Currently reading: Roar by Celia Ahern

Wednesday, 9 January 2019

It's All Greek To Me

It has been a busy old week with regards to the combined demands of primary school and social commitments. Monday was 'Superhero Day' for Year 2. Eddie hasn't worn a superhero costume for a couple of years, so some improvisation was needed. 

Yesterday was 'Forest Schools' followed by a party at a local farm park. This required the sorting out of a present for the birthday girl - on a school night - and, with an after work meeting and ferrying the kids to clubs until 9pm, I left Daddy in charge. He surpassed himself. I had expected a tenner stuffed in a card, but the present was thoughtfully chosen, wrapped and delivered on time.  

Today was 'Greek Day' for Year 5, so, following the success of mid-week birthday-gate, Hearth-Father was promoted to costume design for the first time. With hindsight, I don't know why I have found the last few years remotely stressful. I should have handed over responsibilities a long time ago. I may be about to announce my retirement. Somehow he managed this:


And is utterly forgiven for raiding the wardrobe for my sandals and destroying a pillow case. I have no idea about the authenticity, but am overwhelmed by the commitment. After nineteen years I have discovered my husband's secret dressmaking skill. The needle and cotton are his domain from now on.

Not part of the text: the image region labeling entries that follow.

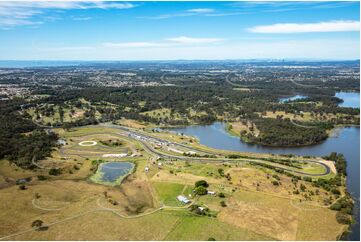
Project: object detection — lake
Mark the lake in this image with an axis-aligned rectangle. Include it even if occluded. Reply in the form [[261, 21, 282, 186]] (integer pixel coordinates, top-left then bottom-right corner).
[[279, 95, 307, 103], [171, 122, 360, 240], [90, 162, 134, 185], [335, 92, 360, 108]]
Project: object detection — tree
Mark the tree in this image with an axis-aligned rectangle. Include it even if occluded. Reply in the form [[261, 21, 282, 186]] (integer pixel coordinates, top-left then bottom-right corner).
[[31, 219, 44, 230], [19, 184, 27, 190], [220, 201, 227, 207], [195, 180, 209, 187]]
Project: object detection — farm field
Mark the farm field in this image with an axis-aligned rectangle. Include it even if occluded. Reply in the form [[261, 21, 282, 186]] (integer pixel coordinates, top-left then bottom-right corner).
[[0, 125, 346, 240]]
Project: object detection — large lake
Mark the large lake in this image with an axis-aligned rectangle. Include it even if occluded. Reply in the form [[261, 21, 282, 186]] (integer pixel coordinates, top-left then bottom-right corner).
[[335, 92, 360, 108], [172, 122, 360, 240], [90, 162, 134, 185]]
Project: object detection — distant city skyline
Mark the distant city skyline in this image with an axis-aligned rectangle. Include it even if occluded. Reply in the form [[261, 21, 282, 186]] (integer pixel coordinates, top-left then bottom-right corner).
[[0, 1, 360, 61]]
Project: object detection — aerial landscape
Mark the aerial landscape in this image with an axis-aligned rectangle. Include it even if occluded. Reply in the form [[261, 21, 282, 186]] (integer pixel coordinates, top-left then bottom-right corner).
[[0, 1, 360, 241]]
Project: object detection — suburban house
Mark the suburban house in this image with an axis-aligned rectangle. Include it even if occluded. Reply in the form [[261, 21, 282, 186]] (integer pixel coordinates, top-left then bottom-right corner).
[[177, 195, 191, 204]]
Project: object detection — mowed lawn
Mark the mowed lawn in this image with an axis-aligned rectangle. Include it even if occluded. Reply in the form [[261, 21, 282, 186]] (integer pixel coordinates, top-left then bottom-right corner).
[[152, 182, 191, 206], [165, 212, 274, 240]]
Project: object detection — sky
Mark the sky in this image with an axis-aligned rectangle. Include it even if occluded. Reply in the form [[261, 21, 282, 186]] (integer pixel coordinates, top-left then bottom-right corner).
[[0, 1, 360, 61]]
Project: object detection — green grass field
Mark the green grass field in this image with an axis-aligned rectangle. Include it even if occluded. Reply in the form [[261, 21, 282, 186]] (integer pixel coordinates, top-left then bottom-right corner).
[[153, 182, 190, 206]]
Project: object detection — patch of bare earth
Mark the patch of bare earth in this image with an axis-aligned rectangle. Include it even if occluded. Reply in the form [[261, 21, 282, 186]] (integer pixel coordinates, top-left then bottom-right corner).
[[218, 198, 298, 240]]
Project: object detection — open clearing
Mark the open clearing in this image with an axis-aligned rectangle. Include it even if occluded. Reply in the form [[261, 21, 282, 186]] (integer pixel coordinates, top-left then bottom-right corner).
[[0, 122, 345, 240]]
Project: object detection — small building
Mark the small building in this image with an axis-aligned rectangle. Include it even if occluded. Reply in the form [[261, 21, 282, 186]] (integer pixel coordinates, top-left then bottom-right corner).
[[186, 151, 197, 155], [198, 207, 204, 212], [57, 139, 67, 145], [177, 195, 191, 204]]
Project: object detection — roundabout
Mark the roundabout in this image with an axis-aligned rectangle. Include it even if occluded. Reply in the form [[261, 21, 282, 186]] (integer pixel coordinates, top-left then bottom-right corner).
[[78, 140, 98, 146]]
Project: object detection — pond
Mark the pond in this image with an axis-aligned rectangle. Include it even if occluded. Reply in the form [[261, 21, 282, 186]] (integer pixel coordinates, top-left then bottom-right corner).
[[279, 95, 307, 103], [171, 122, 360, 240], [90, 162, 134, 186], [335, 92, 360, 108]]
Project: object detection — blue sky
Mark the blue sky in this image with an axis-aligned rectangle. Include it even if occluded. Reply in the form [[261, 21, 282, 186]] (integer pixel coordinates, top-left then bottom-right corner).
[[0, 1, 360, 60]]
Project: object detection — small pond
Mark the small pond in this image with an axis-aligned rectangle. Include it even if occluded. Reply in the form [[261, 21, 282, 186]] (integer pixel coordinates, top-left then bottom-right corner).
[[335, 92, 360, 108], [90, 162, 134, 186], [279, 95, 307, 103]]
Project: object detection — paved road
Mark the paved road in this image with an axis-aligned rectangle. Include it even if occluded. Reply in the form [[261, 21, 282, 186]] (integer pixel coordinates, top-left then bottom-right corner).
[[102, 124, 331, 176]]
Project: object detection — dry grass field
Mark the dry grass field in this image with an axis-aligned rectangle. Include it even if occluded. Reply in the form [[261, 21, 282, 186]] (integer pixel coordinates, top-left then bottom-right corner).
[[0, 124, 345, 240]]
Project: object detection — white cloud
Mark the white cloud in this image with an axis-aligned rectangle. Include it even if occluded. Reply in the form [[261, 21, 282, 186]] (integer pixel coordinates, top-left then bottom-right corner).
[[0, 1, 136, 29], [187, 8, 214, 13], [166, 36, 223, 44], [101, 36, 224, 48], [248, 20, 360, 34], [21, 38, 360, 60], [72, 16, 93, 21], [102, 42, 162, 48]]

Currently reading: The Mere Wife by Maria Dahvana Headley



Saturday, 22 December 2018

A Variation On 'The Dog Ate My Homework'

As a teacher, I have heard every excuse for late or missing homework over more than two decades.

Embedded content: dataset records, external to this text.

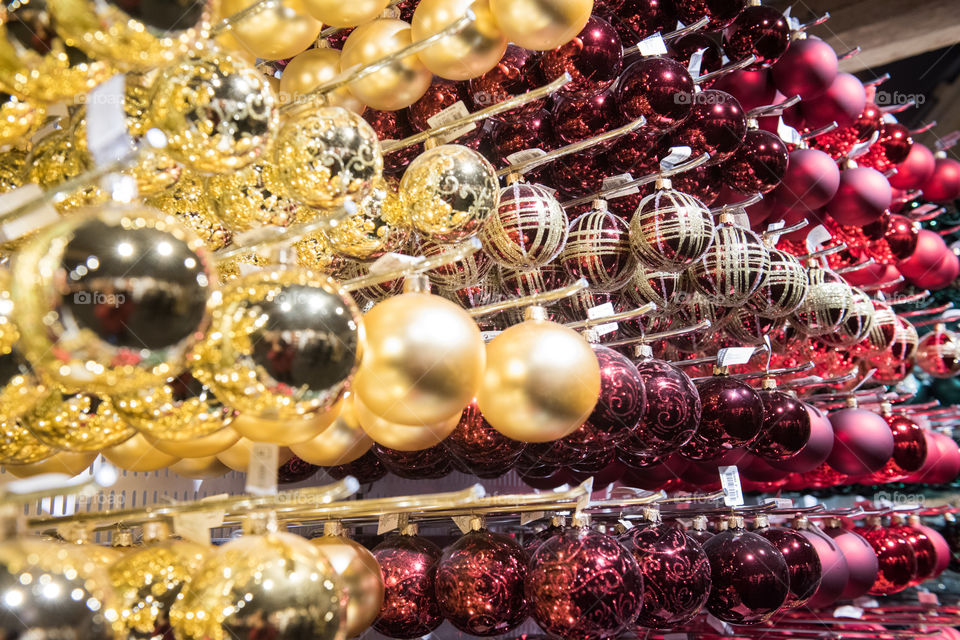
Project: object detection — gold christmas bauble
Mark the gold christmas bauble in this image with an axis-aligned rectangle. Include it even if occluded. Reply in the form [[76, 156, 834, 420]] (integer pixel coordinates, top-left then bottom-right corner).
[[190, 269, 363, 421], [400, 144, 500, 243], [490, 0, 593, 51], [278, 47, 368, 114], [310, 536, 384, 638], [410, 0, 507, 80], [477, 310, 600, 442], [220, 0, 323, 60], [290, 392, 373, 467], [353, 292, 486, 425], [11, 204, 216, 394], [170, 532, 346, 640], [340, 18, 433, 111], [148, 53, 279, 173]]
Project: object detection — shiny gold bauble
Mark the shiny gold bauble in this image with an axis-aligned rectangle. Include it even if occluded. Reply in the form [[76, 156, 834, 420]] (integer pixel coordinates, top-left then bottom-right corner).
[[278, 47, 368, 114], [310, 536, 384, 638], [410, 0, 507, 80], [48, 0, 213, 71], [400, 144, 500, 243], [220, 0, 323, 60], [11, 204, 216, 393], [477, 312, 600, 442], [490, 0, 593, 51], [290, 392, 373, 467], [170, 532, 346, 640], [23, 392, 136, 453], [340, 18, 433, 111], [191, 269, 363, 420], [102, 433, 179, 472], [353, 292, 486, 426], [274, 107, 383, 208], [148, 53, 279, 173], [0, 538, 126, 640]]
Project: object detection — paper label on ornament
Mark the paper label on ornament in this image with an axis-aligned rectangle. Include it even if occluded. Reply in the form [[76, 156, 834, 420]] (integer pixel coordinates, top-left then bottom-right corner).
[[637, 33, 667, 56], [718, 465, 743, 507], [246, 442, 280, 496], [427, 100, 477, 144]]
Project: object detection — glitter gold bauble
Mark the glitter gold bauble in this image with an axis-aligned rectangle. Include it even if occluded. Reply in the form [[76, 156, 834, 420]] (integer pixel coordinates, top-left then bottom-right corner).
[[48, 0, 213, 71], [191, 269, 363, 420], [310, 535, 384, 638], [480, 182, 568, 270], [340, 18, 433, 111], [410, 0, 507, 80], [477, 308, 600, 442], [170, 532, 346, 640], [0, 538, 126, 640], [353, 292, 486, 425], [630, 182, 714, 271], [279, 47, 368, 114], [400, 144, 500, 243], [148, 53, 279, 173], [11, 204, 216, 393], [274, 107, 383, 208]]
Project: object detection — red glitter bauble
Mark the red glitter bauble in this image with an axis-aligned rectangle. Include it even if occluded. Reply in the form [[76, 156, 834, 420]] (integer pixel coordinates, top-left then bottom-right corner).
[[373, 535, 443, 640], [620, 524, 710, 631], [703, 529, 790, 624], [525, 527, 643, 640], [436, 530, 527, 636]]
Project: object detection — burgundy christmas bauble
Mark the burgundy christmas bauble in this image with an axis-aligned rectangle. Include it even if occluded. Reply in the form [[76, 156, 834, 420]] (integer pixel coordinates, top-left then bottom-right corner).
[[373, 535, 443, 640], [723, 5, 790, 70], [620, 524, 710, 629], [525, 527, 643, 640], [827, 409, 893, 476], [436, 530, 527, 636], [703, 528, 790, 624]]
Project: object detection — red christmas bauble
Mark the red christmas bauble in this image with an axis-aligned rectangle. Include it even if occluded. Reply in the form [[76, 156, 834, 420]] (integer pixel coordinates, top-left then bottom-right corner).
[[525, 527, 643, 640], [620, 524, 710, 629], [703, 529, 790, 624], [373, 535, 443, 640], [436, 530, 527, 637]]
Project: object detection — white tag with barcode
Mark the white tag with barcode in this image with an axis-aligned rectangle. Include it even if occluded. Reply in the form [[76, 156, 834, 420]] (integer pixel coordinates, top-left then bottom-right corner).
[[718, 465, 743, 507], [247, 442, 280, 496], [427, 100, 477, 144]]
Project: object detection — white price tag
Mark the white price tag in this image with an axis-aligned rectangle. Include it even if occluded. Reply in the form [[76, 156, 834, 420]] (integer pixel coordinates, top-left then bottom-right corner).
[[718, 465, 743, 507], [427, 100, 477, 144], [247, 442, 280, 496]]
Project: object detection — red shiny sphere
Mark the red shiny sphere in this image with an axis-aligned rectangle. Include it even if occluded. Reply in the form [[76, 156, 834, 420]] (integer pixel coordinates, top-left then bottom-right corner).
[[703, 529, 790, 624], [770, 36, 840, 100], [827, 409, 893, 476], [525, 527, 643, 640], [436, 530, 527, 637], [620, 524, 710, 631], [373, 535, 443, 640]]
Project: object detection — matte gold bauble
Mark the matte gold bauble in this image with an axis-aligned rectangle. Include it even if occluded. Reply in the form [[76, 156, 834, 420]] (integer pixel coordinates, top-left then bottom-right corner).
[[400, 144, 500, 243], [279, 47, 368, 114], [490, 0, 593, 51], [354, 400, 463, 451], [477, 310, 600, 442], [290, 392, 373, 467], [102, 433, 179, 472], [220, 0, 323, 60], [340, 18, 433, 111], [410, 0, 507, 80], [190, 269, 363, 421], [0, 538, 127, 640], [353, 292, 486, 425], [11, 204, 216, 394], [148, 53, 279, 173], [170, 532, 346, 640], [310, 536, 384, 638]]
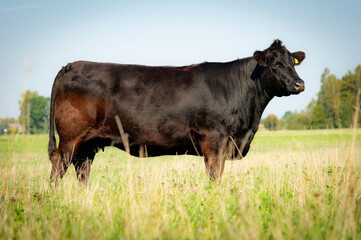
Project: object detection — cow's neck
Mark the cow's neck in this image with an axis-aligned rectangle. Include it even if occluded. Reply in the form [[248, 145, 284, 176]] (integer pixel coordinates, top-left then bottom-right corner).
[[233, 58, 274, 132]]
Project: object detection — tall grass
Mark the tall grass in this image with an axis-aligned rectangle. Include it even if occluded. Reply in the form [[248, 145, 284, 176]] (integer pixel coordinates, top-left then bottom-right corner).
[[0, 130, 361, 239]]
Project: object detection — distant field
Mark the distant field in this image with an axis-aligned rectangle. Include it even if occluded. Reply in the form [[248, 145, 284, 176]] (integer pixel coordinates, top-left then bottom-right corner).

At home, I'm very good at checking on the homework produced by Gertie. Obviously I want her to succeed and all, but I also don't want her to get into trouble with any of my colleagues now that she is in secondary school. Might be a bit awkward. It helps that she is relatively organised, and that the homework is emailed to me directly as well as to her through the school's automated system.

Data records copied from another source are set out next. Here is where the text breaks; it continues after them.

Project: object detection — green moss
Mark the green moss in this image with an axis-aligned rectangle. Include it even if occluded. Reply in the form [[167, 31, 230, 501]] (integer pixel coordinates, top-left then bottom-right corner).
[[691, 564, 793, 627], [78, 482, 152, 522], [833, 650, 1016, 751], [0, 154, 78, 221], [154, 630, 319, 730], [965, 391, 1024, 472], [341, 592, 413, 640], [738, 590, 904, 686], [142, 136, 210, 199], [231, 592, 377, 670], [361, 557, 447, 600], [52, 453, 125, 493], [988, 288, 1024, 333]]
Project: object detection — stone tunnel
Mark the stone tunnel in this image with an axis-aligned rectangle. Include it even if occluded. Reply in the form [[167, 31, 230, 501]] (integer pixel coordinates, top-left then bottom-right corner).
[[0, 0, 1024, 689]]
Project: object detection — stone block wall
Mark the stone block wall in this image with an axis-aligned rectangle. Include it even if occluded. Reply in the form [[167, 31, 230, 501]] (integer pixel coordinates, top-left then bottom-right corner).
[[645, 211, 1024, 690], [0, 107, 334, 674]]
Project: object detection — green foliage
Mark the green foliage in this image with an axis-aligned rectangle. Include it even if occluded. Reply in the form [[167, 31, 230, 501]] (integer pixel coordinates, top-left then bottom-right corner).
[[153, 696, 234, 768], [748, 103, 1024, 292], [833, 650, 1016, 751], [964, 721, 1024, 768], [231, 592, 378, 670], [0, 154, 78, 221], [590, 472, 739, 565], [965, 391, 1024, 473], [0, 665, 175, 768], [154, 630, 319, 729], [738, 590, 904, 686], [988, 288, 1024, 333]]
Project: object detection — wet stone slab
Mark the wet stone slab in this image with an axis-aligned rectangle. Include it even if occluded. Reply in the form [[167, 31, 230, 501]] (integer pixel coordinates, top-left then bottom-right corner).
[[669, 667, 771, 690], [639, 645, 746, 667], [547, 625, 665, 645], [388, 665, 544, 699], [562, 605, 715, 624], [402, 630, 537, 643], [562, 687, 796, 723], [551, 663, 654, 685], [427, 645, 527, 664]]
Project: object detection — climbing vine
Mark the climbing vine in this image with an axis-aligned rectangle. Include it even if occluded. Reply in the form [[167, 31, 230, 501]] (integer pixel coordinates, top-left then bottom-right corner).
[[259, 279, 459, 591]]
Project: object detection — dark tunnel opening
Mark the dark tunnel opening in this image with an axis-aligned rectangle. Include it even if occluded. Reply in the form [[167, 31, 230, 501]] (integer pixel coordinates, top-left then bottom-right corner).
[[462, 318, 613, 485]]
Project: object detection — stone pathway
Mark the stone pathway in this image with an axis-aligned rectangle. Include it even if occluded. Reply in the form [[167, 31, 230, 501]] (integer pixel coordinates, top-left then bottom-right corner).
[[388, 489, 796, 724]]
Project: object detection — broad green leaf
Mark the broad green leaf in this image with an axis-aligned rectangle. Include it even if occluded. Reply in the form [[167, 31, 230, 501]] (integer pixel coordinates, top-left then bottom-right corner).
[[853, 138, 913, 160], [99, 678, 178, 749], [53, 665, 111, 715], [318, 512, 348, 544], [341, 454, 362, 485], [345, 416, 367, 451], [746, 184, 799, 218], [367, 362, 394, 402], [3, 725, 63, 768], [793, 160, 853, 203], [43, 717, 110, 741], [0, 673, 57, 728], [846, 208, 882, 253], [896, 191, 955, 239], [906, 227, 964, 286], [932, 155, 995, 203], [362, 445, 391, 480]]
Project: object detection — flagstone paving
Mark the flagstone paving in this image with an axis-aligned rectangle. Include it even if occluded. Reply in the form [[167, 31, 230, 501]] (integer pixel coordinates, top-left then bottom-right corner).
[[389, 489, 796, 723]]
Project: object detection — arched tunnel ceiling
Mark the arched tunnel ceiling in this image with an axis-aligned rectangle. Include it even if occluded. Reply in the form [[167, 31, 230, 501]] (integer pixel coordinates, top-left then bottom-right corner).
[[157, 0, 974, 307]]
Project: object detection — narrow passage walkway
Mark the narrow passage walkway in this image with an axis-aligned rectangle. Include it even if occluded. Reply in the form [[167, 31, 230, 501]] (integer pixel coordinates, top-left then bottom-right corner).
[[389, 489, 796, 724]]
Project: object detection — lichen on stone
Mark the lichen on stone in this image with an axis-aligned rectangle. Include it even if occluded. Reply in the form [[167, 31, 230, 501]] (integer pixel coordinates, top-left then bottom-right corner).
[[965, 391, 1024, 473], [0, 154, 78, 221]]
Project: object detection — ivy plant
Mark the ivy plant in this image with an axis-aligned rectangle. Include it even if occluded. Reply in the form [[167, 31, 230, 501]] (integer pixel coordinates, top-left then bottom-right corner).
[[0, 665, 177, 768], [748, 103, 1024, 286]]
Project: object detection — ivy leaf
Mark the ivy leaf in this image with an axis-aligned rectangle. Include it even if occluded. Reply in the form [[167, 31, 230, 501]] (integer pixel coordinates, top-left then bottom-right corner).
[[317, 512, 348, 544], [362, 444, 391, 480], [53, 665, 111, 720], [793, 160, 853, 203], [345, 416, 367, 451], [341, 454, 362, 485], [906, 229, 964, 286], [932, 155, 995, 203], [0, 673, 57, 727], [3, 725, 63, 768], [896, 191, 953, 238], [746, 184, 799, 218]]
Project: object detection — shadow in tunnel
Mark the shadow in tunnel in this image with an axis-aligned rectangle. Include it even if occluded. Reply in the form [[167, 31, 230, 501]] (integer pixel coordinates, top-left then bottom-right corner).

Gilby isn't so good at motivating himself to do anything that isn't football, so I've also had half an eye on his homework over the years and we've had a number of Sunday afternoon 'prompts'. (He might call them 'rows'.)

But in the tradition of third children having to fend for themselves, it seems I have rather abandoned Eddie - and so he's had to organise himself for a while. And when I say 'a while' that probably means his entire school career after the first fortnight.

But it's holiday time and Christmas is all wrapped up, so I thought it would be good to show interest.  It provoked mixed feelings, therefore, when I came across this little gem in his homework book this morning:


Didn't seem quite fair to berate him for the spelling, missed capitals, etc. There is something refreshingly - and frighteningly - honest about seven-year-olds.




Currently reading: Things A Bright Girl Can Do by Sally Nicholls




Wednesday, 19 December 2018

The Angel Gabriel Bit Me Once

"The Angel Gabriel bit me once..."

Those immortal words were uttered by Gertie, whilst watching her little brother perform in the (unsatisfyingly small - am I allowed to say that?) role of 'Courtier Number Two' in the KS2 nativity last week. It was the usual novel re-framing of the Christmas story, (even though this is a church school so you'd think that a 'straight' version would be encouraged). This year's was The Magical Jigsaw Puzzle.

We were commenting on how good the girl playing Gabriel was (very large role; her mother must have been pleased).

It's not the sort of behaviour you expect from God's messenger, frankly. Gertie explained that way back in the days when she was at primary school (like, last term), she was assigned as the girl's 'buddy'. Not an easy mission, given the biting.

Still, just goes to show.  Not sure what, but I'm sure it shows something. I'd love to include a picture of the biting archangel, but photographing other people's children is definitely frowned upon; so I'll concentrate on my own.

Eddie certainly made the most of Courtier Number Two, delivering all six lines with volume and expression. And helping out other members of the cast with theirs - whether they wanted him to or not, frankly.


Last day of term. Only the 'reindeer cones' for sale on the playground and PTA 'lucky dip' to dodge at pick up this afternoon and we are there. And so, as Tiny Tim said, "A Merry Christmas to us all; God bless us, every one!"